Create a variable with your GA ID.

For Google Analytics 4

If the container file you imported uses Google Analytics 4, you will need to select an existing GA4 configuration tag. For example, the GA4 tracking tag might look like this:

Why don't I see the option to import a container?

If you do not see the option to import a container, it is likely that you do not have rights to edit the container.


GTM container import is a great way to create reusable tags and keep best practices in GTM accounts:

  • With the Import Container function, you can set up dozens of tags, triggers and variables in a container tag at one time.
  • With the Import Container feature you can share your GTM configurations (tags, triggers and variables) with any third party or company.
  • What you are actually importing with the container import function is a container file (in JSON format), so you will need to prepare the container file before you start the import.
  • You can create a container file by exporting from a GTM account or using the ready GTM recipe.

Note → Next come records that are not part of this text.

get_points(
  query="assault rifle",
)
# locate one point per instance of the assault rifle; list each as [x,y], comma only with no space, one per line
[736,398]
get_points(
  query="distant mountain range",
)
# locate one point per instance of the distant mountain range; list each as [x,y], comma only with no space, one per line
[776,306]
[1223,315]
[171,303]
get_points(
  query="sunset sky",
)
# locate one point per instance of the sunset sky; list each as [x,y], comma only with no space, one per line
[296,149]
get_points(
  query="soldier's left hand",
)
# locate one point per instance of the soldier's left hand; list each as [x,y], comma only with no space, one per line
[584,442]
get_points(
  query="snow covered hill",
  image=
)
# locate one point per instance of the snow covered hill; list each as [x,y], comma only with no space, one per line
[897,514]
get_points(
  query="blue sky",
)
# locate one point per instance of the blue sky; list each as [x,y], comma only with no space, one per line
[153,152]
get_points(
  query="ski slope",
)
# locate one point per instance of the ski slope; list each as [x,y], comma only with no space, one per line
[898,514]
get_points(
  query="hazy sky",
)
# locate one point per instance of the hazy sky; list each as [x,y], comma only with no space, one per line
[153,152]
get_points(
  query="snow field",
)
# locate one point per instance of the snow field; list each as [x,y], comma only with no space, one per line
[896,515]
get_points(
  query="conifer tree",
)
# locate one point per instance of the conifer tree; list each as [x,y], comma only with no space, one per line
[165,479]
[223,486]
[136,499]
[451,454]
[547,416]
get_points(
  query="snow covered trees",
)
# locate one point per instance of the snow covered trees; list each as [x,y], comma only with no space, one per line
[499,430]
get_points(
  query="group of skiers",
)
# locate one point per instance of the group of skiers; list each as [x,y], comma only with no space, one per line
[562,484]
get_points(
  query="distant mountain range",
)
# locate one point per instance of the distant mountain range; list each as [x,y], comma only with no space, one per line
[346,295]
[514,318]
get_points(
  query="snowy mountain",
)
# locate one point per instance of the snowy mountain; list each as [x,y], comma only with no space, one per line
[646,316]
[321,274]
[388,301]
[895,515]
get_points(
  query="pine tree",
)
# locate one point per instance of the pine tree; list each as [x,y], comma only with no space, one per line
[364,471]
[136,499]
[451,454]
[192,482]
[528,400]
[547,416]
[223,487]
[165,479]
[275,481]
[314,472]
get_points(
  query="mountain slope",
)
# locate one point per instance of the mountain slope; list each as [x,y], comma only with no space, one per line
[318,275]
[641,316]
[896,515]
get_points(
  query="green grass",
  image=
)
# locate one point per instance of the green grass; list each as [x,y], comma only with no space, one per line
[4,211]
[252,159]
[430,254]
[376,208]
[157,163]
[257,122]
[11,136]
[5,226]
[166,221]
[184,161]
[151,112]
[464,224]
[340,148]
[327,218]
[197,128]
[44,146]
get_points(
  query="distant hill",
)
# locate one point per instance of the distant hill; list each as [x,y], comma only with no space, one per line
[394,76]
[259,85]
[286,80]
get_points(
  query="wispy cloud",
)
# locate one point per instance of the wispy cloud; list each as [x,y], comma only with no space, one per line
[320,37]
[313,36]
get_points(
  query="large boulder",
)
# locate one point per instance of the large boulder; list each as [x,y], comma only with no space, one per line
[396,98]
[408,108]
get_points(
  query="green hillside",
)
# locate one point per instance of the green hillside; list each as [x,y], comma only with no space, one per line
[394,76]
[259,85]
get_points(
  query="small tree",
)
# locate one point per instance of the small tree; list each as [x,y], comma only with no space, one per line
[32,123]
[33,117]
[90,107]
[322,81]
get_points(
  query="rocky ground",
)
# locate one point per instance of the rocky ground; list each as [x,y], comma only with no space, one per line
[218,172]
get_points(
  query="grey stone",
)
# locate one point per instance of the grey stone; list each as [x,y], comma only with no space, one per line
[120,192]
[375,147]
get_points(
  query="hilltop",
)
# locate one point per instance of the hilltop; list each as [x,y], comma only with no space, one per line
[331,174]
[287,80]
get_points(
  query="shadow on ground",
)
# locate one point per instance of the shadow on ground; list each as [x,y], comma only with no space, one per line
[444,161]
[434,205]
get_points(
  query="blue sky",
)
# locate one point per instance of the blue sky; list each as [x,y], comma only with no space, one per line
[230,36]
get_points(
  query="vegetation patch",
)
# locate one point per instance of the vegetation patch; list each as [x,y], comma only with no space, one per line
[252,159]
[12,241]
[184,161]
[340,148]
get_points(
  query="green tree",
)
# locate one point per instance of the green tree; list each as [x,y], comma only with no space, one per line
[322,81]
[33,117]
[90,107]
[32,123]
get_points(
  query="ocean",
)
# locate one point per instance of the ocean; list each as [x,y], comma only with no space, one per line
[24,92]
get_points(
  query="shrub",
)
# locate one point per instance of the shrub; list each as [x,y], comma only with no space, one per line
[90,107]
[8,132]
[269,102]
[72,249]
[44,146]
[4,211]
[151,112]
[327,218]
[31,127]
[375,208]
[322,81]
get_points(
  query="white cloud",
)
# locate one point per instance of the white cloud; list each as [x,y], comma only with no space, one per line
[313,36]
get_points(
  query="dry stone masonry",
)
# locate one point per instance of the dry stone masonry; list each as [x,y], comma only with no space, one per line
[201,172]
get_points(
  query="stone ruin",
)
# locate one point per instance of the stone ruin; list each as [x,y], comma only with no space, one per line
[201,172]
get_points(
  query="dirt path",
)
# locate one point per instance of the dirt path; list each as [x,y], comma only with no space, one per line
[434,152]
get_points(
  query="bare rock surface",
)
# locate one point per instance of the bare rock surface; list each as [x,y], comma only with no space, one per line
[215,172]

  1. Q: What is a GTM container file?

    A: GTM container file is a JSON file (with a .json extension) that contains a set of tags, triggers and variables and can be imported to GTM account.
  1. Q: Why is GTM container import useful?

    A: GTM container import allows to use the same tags, triggers and variables in multiple GTM containers, import new tags, variables and triggers shared with you and use ready GTM recipes available online.
  1. Q: Where can I get a GTM container file?

    A: You can get a GTM container file by exporting a workspace or container version using the “export container” option or using the ready-to use container file that was shared with you.